Он схватил ее за кисти, но она вырвалась из его рук и стала осыпать ударами его плечи, молотить его по голове, пока он не обезвредил ее, прижав к себе.
— Самое главное, Консуэло, это чтобы ты поняла, — сказал он, глядя в ее побагровевшее злое лицо, — что твоей вины в этом нет!
Слова эти словно что-то изменили в ней, загасив некий огонь. И это ему не понравилось. Запальчивость, ярость исчезли. Она оттолкнула его, вывернувшись из его ослабевших рук, и, отступив на середину комнаты, скрестила руки на груди.
— Я не желаю больше тебя видеть, — сказала она. — Не хочу соприкасаться с твоим миром и с тобой. Ты виноват в том, что Дарио похитили, и простить тебе это я не могу. Даже если утром ты приведешь его мне целым и невредимым, прощения за то, что ты сделал, тебе все равно не будет!
Она повернулась к нему спиной. Он видел, как напряжены под легкой кофточкой все ее мускулы, и не мог найти слов, чтобы смягчить ее, снять напряжение. И он понимал, что происходит. Она наказывала саму себя. Она возлагала на себя всю вину: ведь это она выпустила Дарио из поля зрения ради какого-то идиотского телефонного разговора с риелтором, пытавшимся уговорить ее на покупку, ей вовсе не нужную! Из-за этого мальчика и похитили. И сколько бы он ни уверял, что причина — в нем, это ничего не меняло. Он отпер дверь, вышел и спустился по лестнице в душную тьму, в неясный шорох деревьев и негромкий грозный гул вдали — город тяжко ворочал жернова нового дня.

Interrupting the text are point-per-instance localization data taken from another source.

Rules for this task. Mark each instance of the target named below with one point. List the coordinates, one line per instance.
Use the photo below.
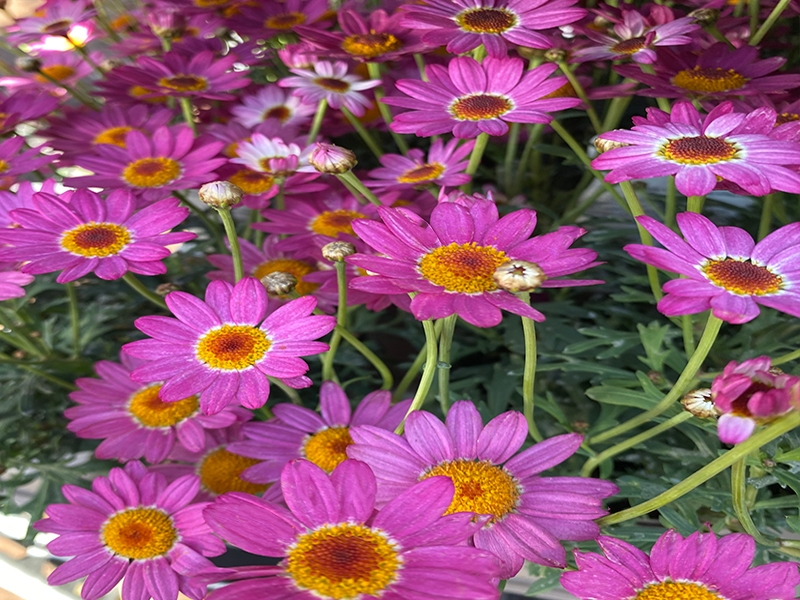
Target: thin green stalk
(591, 464)
(370, 141)
(681, 386)
(141, 288)
(443, 365)
(779, 427)
(428, 372)
(233, 241)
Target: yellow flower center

Кристина Феррера вздрогнула, когда в водительском окошке возникла голова Фалькона.
— Вы ей сказали, — проговорила она при виде его лица.
Он отвел глаза, глядя куда-то в дальний конец улицы Иньеста, и кивнул.
— В таком случае я рада, что позвонила вам, — сказала она.
— А у тебя какие новости?
— Никаких. В окне свет, но я не уверена, что она дома.
Кристина вылезла из машины. Они глядели вверх, где свет из квартиры освещал верхнюю террасу и растения на ней.
— Я приехала сюда примерно в половине двенадцатого. С тех пор никакого движения.
— За мастерской следила?
— Там темно.
— Давай-ка позволим, — сказал он и набрал номер на мобильнике. Глухо.
— Может быть, позвоним в дверь? — предложила Феррера.
Они пересекли площадь напротив церкви Санта-Исабель, миновали бары на улице Вергара, в 12.45 уже закрытые. Фалькон нажал кнопку звонка. Феррера держалась сзади.
— Я даже отсюда слышу звонок, — сказала она.
— Нет дома.
— Или же так напилась, что ничего не слышит.
— Ты свет не могла оставить, когда привезла ее сюда и уложила?
— Нет.
— Может быть, празднует субботний вечер?
— Да не похоже было, чтоб она куда-то собиралась.